In my Saturday column, I wrote about Gov. Bob Scott's up-and-down relationship with The N&O. In my view, it is inevitable that at times prominent politicians and the press will be at odds. When he was governor, Scott sometimes was mad at us but he also had good professional relationships with many N&O staffers, including columnist Charlie Craven, capital reporter Jack Childs and managing editor Woodrow Price.

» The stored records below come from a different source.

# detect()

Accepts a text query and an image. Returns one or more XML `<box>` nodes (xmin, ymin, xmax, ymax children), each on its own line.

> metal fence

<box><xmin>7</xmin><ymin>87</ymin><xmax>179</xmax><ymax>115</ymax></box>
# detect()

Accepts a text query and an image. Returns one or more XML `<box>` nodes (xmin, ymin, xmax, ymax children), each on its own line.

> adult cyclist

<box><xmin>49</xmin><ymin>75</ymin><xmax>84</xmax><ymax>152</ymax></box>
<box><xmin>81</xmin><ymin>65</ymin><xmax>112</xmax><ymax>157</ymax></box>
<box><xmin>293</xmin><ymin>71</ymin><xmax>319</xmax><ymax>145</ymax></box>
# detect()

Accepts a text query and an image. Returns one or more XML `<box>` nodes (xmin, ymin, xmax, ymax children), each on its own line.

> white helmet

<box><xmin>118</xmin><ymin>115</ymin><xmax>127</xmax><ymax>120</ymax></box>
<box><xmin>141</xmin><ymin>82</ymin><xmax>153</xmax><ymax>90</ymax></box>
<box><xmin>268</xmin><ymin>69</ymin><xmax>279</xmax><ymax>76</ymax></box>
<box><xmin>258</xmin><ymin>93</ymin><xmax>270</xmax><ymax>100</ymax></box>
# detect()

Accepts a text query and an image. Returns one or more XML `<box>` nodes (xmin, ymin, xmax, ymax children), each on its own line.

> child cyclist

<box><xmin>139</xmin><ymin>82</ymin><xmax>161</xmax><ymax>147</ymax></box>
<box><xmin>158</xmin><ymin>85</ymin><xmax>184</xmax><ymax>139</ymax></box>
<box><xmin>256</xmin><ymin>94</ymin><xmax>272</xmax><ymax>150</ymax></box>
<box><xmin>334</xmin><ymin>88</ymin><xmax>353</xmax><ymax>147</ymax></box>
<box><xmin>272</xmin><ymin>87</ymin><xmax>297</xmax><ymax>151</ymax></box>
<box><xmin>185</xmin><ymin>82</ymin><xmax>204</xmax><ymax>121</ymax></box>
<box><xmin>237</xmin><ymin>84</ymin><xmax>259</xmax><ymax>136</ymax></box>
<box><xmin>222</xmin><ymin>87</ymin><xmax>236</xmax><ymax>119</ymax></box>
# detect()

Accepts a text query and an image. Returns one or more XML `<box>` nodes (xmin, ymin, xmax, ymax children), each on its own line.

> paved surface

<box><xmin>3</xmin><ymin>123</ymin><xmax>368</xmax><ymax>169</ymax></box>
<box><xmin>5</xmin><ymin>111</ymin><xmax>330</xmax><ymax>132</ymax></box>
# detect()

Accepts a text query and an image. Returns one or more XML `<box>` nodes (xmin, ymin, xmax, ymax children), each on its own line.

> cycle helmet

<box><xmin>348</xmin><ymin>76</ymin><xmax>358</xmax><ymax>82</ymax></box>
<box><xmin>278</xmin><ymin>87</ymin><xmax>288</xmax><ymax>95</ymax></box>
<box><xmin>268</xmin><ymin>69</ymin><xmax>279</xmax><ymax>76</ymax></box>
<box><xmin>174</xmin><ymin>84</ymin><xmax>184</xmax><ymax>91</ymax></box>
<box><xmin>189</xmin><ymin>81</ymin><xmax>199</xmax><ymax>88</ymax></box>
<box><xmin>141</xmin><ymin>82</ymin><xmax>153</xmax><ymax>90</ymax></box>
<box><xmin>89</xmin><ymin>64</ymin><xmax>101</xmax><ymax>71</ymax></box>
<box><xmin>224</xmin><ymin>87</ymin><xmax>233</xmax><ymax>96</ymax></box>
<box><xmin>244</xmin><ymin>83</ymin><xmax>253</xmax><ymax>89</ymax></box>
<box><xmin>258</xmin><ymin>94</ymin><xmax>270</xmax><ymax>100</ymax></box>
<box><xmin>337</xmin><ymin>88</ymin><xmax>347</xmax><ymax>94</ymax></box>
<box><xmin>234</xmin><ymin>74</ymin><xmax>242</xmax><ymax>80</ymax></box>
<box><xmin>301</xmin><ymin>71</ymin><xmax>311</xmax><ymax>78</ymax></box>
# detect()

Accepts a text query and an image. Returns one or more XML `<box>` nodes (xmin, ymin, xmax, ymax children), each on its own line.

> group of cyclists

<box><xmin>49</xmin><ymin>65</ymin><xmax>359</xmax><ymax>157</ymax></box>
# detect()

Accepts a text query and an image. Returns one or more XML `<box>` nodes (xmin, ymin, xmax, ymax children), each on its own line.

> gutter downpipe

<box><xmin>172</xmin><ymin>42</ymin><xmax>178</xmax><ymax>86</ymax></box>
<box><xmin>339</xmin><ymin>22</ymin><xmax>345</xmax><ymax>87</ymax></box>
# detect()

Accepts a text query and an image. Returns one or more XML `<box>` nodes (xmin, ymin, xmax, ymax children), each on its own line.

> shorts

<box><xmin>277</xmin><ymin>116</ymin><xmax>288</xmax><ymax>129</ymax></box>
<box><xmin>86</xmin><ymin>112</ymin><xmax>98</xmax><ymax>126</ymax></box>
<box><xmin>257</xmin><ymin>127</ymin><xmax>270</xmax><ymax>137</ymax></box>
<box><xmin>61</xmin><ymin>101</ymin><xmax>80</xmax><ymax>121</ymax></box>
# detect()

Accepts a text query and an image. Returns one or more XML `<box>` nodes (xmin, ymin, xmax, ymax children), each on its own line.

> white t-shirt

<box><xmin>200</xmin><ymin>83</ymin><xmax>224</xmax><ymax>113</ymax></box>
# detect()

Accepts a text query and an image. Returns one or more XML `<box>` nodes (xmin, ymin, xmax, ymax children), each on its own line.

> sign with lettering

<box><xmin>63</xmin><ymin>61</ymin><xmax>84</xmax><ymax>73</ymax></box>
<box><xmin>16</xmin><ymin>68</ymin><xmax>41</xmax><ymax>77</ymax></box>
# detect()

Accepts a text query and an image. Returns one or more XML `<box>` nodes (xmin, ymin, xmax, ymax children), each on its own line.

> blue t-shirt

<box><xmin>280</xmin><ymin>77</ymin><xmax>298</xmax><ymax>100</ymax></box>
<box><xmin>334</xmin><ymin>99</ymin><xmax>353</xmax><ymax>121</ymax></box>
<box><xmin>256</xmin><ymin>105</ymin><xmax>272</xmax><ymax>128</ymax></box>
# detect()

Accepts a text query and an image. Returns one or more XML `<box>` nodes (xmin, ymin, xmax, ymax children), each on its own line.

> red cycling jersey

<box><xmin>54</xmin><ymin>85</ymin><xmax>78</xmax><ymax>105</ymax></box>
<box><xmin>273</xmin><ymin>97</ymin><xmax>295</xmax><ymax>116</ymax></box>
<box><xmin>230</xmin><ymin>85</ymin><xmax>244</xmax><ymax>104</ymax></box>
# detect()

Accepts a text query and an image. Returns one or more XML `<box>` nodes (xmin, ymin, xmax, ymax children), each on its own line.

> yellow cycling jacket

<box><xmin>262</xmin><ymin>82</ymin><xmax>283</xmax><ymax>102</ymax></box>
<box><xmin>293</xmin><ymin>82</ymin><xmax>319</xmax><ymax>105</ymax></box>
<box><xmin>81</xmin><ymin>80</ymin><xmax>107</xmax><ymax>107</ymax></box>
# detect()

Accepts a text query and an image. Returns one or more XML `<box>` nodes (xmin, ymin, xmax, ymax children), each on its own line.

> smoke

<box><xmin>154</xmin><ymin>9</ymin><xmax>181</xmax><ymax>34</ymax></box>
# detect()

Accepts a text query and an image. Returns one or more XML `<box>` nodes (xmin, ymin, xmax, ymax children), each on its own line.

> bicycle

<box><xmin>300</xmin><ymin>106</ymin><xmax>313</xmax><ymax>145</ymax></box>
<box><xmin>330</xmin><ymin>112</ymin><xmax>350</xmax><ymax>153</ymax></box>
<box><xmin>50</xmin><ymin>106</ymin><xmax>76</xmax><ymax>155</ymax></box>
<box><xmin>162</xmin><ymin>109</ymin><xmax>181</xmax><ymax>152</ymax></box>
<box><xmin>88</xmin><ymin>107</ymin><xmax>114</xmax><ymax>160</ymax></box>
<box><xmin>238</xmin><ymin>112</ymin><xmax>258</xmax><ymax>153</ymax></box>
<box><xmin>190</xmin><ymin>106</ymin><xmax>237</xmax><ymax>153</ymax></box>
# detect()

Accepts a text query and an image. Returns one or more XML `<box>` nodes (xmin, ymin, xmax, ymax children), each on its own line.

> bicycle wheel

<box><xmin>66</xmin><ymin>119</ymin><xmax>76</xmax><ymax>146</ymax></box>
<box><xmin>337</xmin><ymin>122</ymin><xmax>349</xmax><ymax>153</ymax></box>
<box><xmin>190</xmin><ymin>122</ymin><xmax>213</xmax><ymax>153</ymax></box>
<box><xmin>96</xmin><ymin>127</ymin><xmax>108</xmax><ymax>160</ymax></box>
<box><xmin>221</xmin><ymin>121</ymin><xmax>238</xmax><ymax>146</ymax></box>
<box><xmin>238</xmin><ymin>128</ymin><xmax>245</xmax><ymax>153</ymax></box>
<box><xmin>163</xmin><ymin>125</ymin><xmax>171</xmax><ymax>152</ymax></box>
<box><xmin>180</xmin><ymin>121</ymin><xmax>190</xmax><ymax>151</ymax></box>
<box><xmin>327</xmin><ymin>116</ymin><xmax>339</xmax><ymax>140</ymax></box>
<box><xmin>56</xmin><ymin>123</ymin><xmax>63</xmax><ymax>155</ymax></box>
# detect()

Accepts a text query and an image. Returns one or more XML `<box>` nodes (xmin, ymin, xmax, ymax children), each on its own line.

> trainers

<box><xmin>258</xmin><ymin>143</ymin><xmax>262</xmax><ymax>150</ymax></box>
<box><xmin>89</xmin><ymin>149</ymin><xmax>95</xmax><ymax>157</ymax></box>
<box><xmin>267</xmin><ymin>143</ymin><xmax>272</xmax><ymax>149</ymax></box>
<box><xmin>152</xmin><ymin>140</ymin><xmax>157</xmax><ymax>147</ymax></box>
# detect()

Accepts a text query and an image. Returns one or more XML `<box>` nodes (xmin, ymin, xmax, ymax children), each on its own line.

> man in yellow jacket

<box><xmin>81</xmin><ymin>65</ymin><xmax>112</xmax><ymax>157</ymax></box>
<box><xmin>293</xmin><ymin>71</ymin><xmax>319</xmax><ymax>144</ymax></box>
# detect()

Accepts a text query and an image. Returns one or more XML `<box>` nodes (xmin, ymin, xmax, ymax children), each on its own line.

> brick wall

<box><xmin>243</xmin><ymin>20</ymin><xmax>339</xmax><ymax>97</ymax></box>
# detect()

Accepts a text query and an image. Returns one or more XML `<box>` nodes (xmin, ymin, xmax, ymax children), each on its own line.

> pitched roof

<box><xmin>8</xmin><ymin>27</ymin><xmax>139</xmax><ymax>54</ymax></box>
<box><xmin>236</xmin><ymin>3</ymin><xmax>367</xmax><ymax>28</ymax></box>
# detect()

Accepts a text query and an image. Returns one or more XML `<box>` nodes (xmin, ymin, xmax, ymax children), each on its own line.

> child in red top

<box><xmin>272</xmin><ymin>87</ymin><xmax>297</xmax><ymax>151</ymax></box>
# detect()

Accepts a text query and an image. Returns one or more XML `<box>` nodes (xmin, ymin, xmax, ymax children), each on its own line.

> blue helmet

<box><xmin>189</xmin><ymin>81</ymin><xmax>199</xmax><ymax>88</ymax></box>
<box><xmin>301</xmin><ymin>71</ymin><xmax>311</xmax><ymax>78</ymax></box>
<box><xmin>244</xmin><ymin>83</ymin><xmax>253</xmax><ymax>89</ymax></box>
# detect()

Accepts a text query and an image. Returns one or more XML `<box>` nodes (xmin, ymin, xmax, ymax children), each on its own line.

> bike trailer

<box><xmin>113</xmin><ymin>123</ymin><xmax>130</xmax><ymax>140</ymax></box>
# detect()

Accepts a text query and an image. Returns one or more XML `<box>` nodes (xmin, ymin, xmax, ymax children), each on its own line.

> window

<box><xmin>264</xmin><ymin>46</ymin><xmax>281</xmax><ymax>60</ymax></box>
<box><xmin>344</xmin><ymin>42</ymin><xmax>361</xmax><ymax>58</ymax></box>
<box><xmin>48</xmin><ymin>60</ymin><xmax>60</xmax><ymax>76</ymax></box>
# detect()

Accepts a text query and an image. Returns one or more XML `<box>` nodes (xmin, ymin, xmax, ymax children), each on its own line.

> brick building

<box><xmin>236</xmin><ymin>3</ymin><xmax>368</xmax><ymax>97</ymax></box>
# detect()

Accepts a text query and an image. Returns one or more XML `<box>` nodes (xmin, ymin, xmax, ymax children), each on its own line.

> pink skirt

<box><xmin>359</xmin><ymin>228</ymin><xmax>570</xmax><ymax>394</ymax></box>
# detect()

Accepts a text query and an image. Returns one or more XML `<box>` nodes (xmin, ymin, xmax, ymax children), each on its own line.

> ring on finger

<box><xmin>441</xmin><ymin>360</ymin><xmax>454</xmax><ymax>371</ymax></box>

Several readers thought I was trying to get in a final dig at Scott, who passed away recently. That was not my intent. I liked and admired Scott, who was governor from 1969 to '73 and president of the state community college system from 1983 to 1994. I interviewed him several times in 1980s and 1990s. He was a pleasure to work with -- gracious, yet disarmingly candid. In giving interviews, many public figures either grandstand or are cautious and bland. You often get the feeling they aren't saying what they really believe. Not so with Bob Scott. He was thoughtful. After pausing for a second, he spoke plainly and directly. He was good to interview because you knew you were going to get some good quotes.
With reporters and the rest of the world, Gov. Scott had the common touch. Unlike many politicians, he wasn't full of himself. As our Rob Christensen reported, there was always a sense of fun about him. He held an annual Possum Dinner when friends in black tie would gather at the Executive Mansion to enjoy possum, sweet potatoes, greens and persimmon pudding. Click here to read more from Christensen. Generally, he was accessible to the public and press. In that regard, I hope Gov. Beverly Perdue follows his lead. Gov. Scott served the state well and he did so in a plain-spoken style that we might never see again.